Re: [PATCH 05/10] cpuidle: Comment about timers requirements VS idle handler

From: Rafael J. Wysocki
Date: Fri Aug 11 2023 - 13:38:55 EST


On Fri, Aug 11, 2023 at 7:01 PM Frederic Weisbecker <frederic@xxxxxxxxxx> wrote:
>
> Signed-off-by: Frederic Weisbecker <frederic@xxxxxxxxxx>

Acked-by: Rafael J. Wysocki <rafael@xxxxxxxxxx>

> ---
> kernel/sched/idle.c | 30 ++++++++++++++++++++++++++++++
> 1 file changed, 30 insertions(+)
>
> diff --git a/kernel/sched/idle.c b/kernel/sched/idle.c
> index 342f58a329f5..d52f6e3e3854 100644
> --- a/kernel/sched/idle.c
> +++ b/kernel/sched/idle.c
> @@ -258,6 +258,36 @@ static void do_idle(void)
> while (!need_resched()) {
> rmb();
>
> + /*
> + * Interrupts shouldn't be re-enabled from that point on until
> + * the CPU sleeping instruction is reached. Otherwise an interrupt
> + * may fire and queue a timer that would be ignored until the CPU
> + * wakes from the sleeping instruction. And testing need_resched()
> + * doesn't tell about pending needed timer reprogram.
> + *
> + * Several cases to consider:
> + *
> + * - SLEEP-UNTIL-PENDING-INTERRUPT based instructions such as
> + * "wfi" or "mwait" are fine because they can be entered with
> + * interrupt disabled.
> + *
> + * - sti;mwait() couple is fine because the interrupts are
> + * re-enabled only upon the execution of mwait, leaving no gap
> + * in-between.
> + *
> + * - ROLLBACK based idle handlers with the sleeping instruction
> + * called with interrupts enabled are NOT fine.
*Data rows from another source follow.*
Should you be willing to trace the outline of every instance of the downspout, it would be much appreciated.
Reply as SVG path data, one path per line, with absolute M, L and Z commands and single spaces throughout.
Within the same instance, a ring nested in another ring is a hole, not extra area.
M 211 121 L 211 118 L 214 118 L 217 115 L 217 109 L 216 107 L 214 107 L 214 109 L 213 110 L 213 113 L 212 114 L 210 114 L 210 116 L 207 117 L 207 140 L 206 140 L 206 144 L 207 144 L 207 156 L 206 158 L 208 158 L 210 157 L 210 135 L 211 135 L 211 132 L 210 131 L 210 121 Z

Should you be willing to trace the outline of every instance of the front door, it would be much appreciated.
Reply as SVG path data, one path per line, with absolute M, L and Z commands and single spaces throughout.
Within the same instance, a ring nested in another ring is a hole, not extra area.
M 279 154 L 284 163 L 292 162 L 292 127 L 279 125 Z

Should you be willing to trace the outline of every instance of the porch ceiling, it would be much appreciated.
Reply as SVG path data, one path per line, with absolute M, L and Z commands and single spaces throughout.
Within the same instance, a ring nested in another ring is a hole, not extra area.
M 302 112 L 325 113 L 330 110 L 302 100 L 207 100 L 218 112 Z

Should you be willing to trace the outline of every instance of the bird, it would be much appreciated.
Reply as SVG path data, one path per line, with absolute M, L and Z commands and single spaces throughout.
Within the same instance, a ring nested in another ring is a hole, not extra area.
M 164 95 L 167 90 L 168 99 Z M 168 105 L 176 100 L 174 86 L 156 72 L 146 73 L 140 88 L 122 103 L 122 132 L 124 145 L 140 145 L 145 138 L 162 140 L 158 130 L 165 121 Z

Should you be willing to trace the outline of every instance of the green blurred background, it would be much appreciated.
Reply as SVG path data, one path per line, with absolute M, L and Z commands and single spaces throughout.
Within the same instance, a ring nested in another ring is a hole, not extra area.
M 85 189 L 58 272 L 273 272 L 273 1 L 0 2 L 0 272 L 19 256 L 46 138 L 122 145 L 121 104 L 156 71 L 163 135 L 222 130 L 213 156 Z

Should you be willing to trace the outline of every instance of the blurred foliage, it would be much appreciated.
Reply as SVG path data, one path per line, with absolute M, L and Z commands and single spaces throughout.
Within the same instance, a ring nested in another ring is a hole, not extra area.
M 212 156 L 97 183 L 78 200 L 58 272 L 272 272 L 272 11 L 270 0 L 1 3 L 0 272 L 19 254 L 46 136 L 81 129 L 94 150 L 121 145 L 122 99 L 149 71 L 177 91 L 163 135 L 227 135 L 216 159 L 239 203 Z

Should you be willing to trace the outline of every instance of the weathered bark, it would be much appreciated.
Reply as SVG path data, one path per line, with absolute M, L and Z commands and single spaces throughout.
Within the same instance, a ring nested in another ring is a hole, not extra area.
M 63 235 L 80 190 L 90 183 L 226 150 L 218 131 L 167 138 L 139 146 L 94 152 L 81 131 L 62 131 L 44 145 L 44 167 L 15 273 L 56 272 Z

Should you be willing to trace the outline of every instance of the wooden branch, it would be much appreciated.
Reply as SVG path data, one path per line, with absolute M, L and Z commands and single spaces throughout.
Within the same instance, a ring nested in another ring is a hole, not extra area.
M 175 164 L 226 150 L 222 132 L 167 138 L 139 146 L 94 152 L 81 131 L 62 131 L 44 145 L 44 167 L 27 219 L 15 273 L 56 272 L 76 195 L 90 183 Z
In this scheme
> + * when the interrupt detects it has interrupted an idle handler,
> + * it rolls back to its beginning which performs the
> + * need_resched() check before re-executing the sleeping
> + * instruction. This can leak a pending needed timer reprogram.
> + * If such a scheme is really mandatory due to the lack of an
> + * appropriate CPU sleeping instruction, then a FAST-FORWARD
> + * must instead be applied: when the interrupt detects it has
> + * interrupted an idle handler, it must resume to the end of
> + * this idle handler so that the generic idle loop is iterated
> + * again to reprogram the tick.
> + */
> local_irq_disable();
>
> if (cpu_is_offline(cpu)) {
> --
> 2.34.1
>